= Victor C. Strasburger =

American pediatrician and author

Victor C. Strasburger is an American pediatrician, author, and academic. He is the distinguished professor of pediatrics emeritus and the founding chief of the Division of Adolescent Medicine at the University of New Mexico School of Medicine.

==Early life and education==
Strasburger graduated from the Baltimore City College in Baltimore, Maryland in 1967. He attended Yale University where he studied fiction writing with Robert Penn Warren and graduated summa cum laude and Phi Beta Kappa.

Then, he attended Harvard Medical School. His first novel, Rounding Third & Heading Home, was published in 1974 when he was a senior in medical school.

==Career==
After graduating from Harvard Medical, he trained at the Children's Hospital in Seattle and St. Mary's Hospital Medical School in London. He completed a residency in pediatrics at the Boston Children's Hospital from 1975 to 1978. He had an internship at the University of Washington School of Medicine from 1975 to 1976.

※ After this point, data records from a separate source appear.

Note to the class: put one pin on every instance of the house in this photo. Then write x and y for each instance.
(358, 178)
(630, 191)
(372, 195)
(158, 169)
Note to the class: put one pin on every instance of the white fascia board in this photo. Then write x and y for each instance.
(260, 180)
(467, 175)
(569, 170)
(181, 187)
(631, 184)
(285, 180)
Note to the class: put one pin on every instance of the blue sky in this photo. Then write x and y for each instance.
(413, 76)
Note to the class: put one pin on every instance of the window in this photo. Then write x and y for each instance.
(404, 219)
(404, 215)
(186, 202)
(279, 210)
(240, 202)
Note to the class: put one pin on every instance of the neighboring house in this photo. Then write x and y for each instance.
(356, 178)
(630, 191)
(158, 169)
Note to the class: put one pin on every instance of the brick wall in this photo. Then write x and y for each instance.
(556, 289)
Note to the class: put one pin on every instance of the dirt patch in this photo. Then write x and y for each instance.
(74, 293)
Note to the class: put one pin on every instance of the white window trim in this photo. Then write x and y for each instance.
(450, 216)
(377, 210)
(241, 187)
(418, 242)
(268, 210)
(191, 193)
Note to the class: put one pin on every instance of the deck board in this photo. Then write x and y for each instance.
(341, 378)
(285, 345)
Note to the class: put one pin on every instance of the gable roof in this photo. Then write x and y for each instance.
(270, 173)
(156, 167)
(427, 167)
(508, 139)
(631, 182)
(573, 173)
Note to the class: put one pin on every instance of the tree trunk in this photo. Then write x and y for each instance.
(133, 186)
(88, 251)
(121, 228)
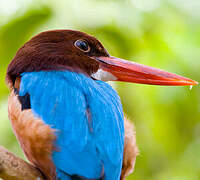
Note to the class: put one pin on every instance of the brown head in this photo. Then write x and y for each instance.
(79, 52)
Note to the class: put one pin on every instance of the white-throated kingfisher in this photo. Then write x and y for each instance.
(68, 121)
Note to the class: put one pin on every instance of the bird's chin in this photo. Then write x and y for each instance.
(103, 75)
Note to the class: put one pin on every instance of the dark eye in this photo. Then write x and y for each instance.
(82, 45)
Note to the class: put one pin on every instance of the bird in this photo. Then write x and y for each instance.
(68, 120)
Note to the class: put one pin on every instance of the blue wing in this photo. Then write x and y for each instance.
(88, 119)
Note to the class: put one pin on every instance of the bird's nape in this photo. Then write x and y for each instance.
(121, 70)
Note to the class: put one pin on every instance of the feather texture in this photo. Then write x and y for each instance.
(88, 118)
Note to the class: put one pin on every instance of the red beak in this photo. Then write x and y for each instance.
(128, 71)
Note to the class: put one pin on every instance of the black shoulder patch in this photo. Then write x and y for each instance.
(25, 101)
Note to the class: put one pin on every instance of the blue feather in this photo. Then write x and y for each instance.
(88, 117)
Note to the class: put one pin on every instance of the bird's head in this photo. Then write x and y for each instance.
(79, 52)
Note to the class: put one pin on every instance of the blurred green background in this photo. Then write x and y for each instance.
(159, 33)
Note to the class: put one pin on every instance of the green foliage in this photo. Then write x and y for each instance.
(164, 34)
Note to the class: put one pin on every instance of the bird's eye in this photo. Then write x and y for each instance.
(82, 45)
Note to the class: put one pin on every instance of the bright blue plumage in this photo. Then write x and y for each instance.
(88, 117)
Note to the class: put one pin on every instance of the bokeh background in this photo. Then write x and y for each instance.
(159, 33)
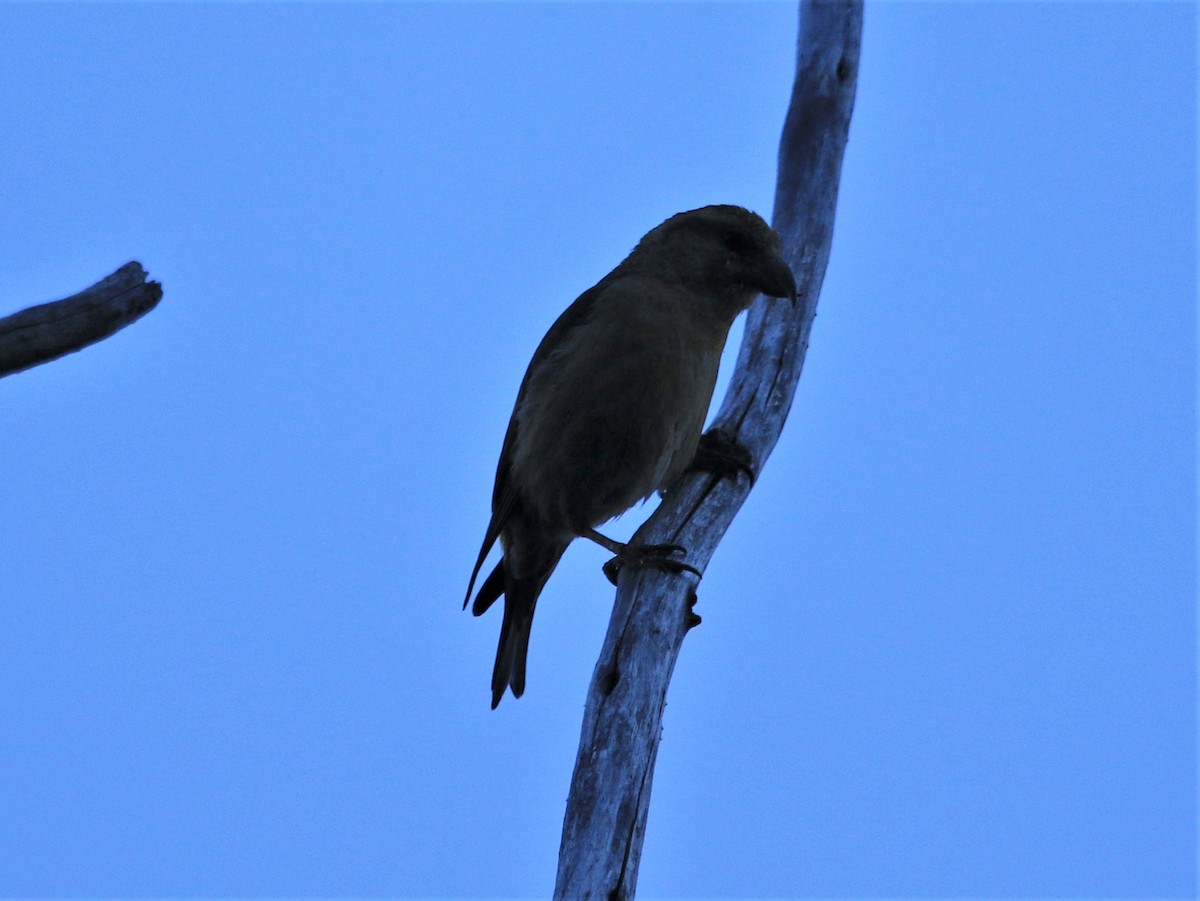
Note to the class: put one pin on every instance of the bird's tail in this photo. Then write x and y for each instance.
(520, 600)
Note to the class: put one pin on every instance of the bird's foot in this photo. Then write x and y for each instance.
(721, 454)
(642, 556)
(690, 618)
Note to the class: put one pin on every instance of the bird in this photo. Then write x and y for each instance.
(612, 407)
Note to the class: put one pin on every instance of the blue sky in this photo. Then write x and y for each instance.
(949, 646)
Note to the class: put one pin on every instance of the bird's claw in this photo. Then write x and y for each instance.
(641, 556)
(721, 454)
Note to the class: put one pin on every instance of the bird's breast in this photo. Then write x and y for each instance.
(612, 415)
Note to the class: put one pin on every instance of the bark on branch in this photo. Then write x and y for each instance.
(611, 786)
(51, 330)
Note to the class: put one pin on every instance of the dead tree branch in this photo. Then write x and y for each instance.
(48, 331)
(611, 786)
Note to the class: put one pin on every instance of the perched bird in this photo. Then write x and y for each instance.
(613, 402)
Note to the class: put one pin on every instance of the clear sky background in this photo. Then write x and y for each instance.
(949, 646)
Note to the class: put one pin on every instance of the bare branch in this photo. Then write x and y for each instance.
(48, 331)
(613, 772)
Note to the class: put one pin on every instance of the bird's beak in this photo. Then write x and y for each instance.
(775, 280)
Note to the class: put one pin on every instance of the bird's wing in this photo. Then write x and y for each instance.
(504, 493)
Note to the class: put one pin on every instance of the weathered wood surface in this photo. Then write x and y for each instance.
(51, 330)
(613, 772)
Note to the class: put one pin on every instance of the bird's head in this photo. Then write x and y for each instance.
(725, 252)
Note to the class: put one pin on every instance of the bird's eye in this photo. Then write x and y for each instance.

In 1987, Strasburger joined the faculty of the University of New Mexico Department of Pediatrics. He is the distinguished professor of pediatrics emeritus and the founding chief of the Division of Adolescent Medicine at the University of New Mexico School of Medicine.

In 2006, he received the Society for Adolescent Medicine's visiting professorship and lectured at the Sydney Children's Hospital in Australia. In 2010, he was a visiting professor at the University of Otago Dunedin School of Medicine in New Zealand. In 2012, Strasburger was named a distinguished professor at the University of New Mexico, the highest honor the University bestows on its faculty. He was awarded a Fulbright Fellowship in 2013.

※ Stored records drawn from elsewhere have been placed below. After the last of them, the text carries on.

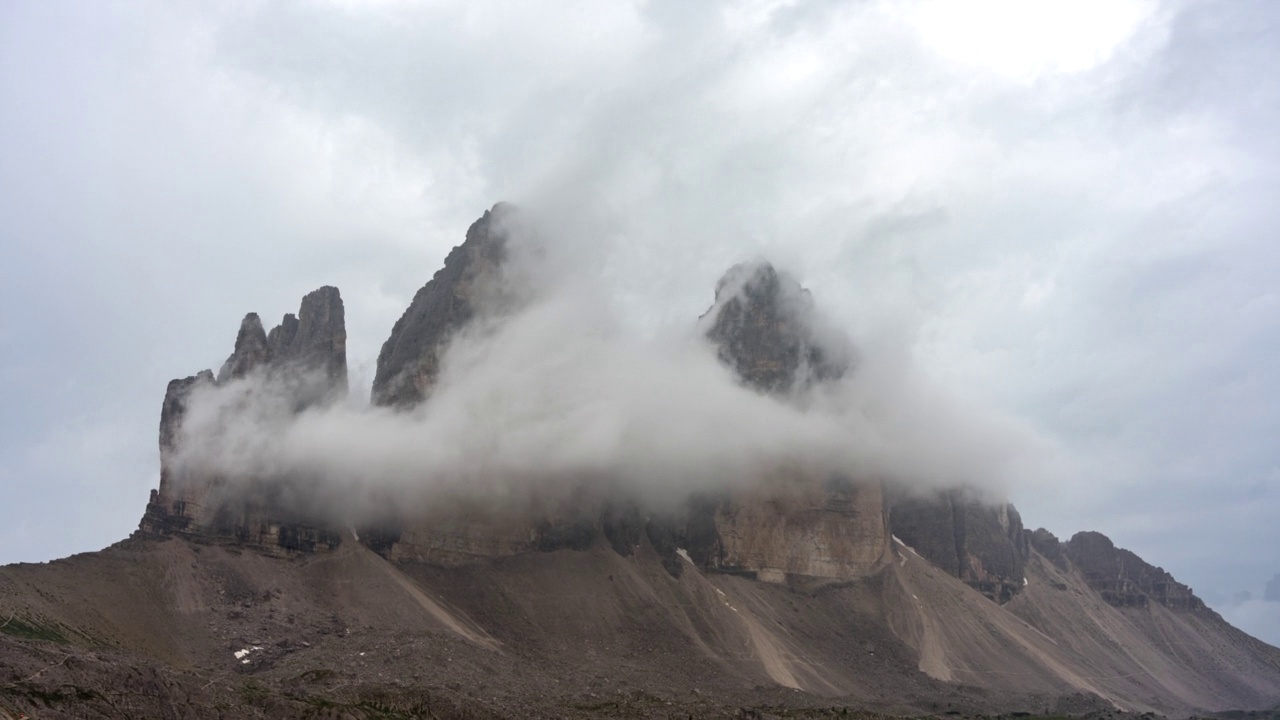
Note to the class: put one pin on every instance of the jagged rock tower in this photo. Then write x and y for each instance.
(795, 527)
(306, 356)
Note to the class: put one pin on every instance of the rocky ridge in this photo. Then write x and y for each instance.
(305, 356)
(794, 583)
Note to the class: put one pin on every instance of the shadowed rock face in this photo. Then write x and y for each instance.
(410, 360)
(763, 324)
(1124, 579)
(983, 545)
(306, 356)
(1047, 545)
(796, 524)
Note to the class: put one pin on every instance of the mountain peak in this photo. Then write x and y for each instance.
(767, 329)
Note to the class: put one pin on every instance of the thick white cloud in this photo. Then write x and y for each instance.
(1064, 213)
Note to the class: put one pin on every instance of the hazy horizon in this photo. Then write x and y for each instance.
(1059, 215)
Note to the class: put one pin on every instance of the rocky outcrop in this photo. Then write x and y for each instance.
(305, 358)
(1124, 579)
(982, 543)
(410, 360)
(766, 328)
(1047, 545)
(794, 524)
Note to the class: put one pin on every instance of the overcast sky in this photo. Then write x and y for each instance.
(1065, 210)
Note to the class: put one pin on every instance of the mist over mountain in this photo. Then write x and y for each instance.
(671, 525)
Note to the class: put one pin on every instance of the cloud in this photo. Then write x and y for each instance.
(1074, 227)
(561, 392)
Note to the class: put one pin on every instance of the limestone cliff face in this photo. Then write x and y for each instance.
(306, 358)
(1124, 579)
(766, 328)
(982, 543)
(410, 359)
(795, 524)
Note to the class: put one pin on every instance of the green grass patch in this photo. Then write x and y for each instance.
(32, 630)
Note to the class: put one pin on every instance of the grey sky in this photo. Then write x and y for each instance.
(1065, 213)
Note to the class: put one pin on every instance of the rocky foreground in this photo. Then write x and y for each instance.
(804, 593)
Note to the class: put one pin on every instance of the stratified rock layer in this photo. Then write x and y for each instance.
(1124, 579)
(306, 358)
(410, 360)
(982, 543)
(764, 327)
(794, 523)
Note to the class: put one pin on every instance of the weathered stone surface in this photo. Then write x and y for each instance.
(766, 328)
(796, 523)
(794, 528)
(982, 543)
(1124, 579)
(1047, 545)
(251, 350)
(305, 356)
(315, 341)
(410, 360)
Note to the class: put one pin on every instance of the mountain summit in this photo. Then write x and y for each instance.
(803, 589)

He has authored fourteen books and nearly 200 chapters and articles in the pediatric literature. He is the author of Adolescent Medicine: A Practical Guide, published in 1998; the latest edition of the textbook was published in 2006. He also wrote Adolescents and The Media: Medical and Psychological Impact (1995), Children, Adolescents, and the Media (2009), and The Death of Childhood (2018).

He is a member of the American Academy of Pediatrics and has co-authored many of their position statements regarding children, adolescents, and the media. He has appeared on Oprah, The Today Show, CBS This Morning, and NPR and has been featured several times in Newsweek.

== Awards ==
In 2000, Strasburger received the Adele Delenbaugh Hofmann Award from the American Academy of Pediatrics, for outstanding lifetime achievement in adolescent medicine. He was also the first recipient of the Holroyd-Sherry Award, given by the American Academy of Pediatrics for media advocacy work.

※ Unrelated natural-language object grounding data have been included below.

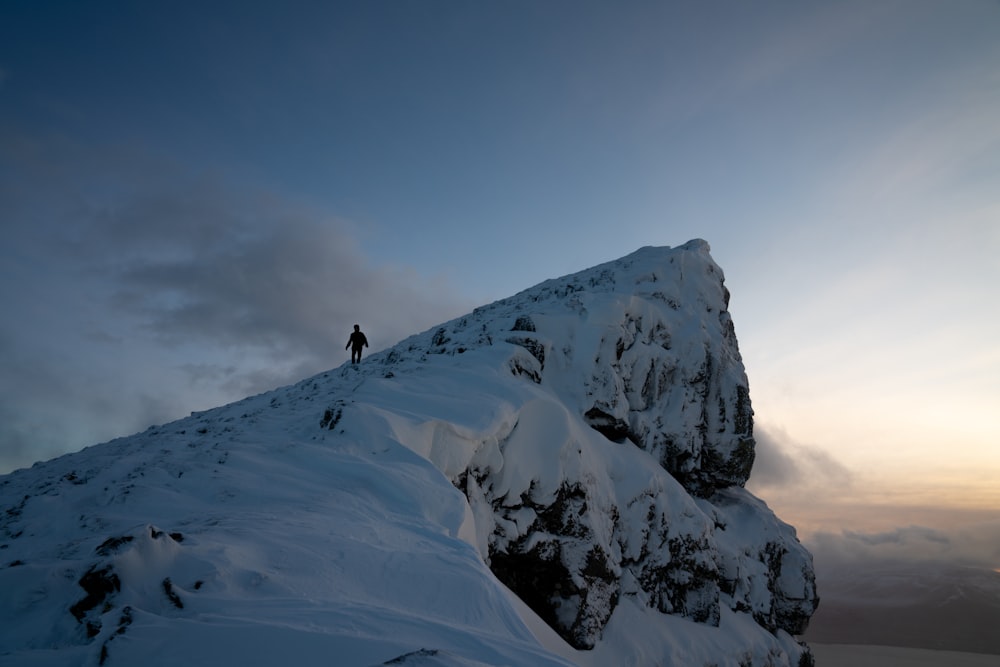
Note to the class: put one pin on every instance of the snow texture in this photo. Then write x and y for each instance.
(554, 479)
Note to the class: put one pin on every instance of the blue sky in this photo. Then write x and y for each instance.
(197, 204)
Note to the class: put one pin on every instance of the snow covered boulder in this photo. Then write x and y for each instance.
(553, 479)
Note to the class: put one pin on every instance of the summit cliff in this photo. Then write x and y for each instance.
(555, 478)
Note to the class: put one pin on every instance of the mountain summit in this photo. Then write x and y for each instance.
(553, 479)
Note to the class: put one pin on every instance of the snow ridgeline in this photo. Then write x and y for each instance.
(584, 443)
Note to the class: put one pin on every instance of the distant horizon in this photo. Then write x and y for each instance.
(198, 204)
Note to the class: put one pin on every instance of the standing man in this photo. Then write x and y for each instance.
(356, 342)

== Selected publications ==

=== Novel ===

- Rounding Third & Heading Home. St. Martin's Press, 1974.

=== Nonfiction ===
- Basic Adolescent Gynecology: An Office Guide. Baltimore: Urban & Schwarzenberg, 1990. ISBN 9780806740010
- Adolescents and The Media: Medical and Psychological Impact. Thousand Oaks, CA: Sage, 1995. ISBN 0803955006
- Adolescent Medicine: A Practical Guide, 2nd edition, 1998, Lippincott-Williams & Wilkins.1998. ISBN 0316818755
- Children Adolescents, and the Media. 2nd edition. with Barbara J. Wilson and Amy B. Jordan. Thousand Oaks, CA: Sage, 2009. ISBN 9781412944670
- The Death of Childhood: Reinventing the Joy of Growing Up. St. Martin's Press, 2019. ISBN 1-5275-3084-1

=== Articles ===

- Strasburger, V. C. and Jordan, Amy B., and Donnerstein E. "Health Effects of Media on Children and Adolescents." Pediatrics vol. 125 (2010): 756-767.
- Strasburger, V. C. and Robinson, T. and AAP Council on Communications and Media. "Policy statement: Children, Obesity, and the Media". Pediatrics, vol. 128, no. 7 (2011): 201-208.
- Strasburger, V. C and Hogan, M. and Council on Communications and Media. "Policy statement: Children, Adolescents, and the Media". Pediatrics, vol. 132 (2013): 1-4.
- Strasburger, V. C. "Media Matter: But 'Old' Media May Matter More than "New" Media". Adolescent Medicine: State of the Art Reviews, vol. 25 (2014): 643-669.
- Strasburger. V. C. and Donnerstein E. and Bushman B.J. " Why Don’t People Believe that Media Affect Children and Adolescents?". Pediatrics vol. 133, no. 4 (2-14): 571-574.
- Strasburger, V. C. "Should Babies Be Viewing Screens? The Answer is Surprisingly Complicated". Acta Paediatrica. vol. 104 (2015): 967-968.
- Strasburger, V. C "The Death of Childhood". The Psychoanalytic Study of the Child, 2017.
- Hogan, M. J. and Strasburger, V. C. "Eating Disorders and the Media". Adolescent Medicine: State of the Art Reviews, 2018.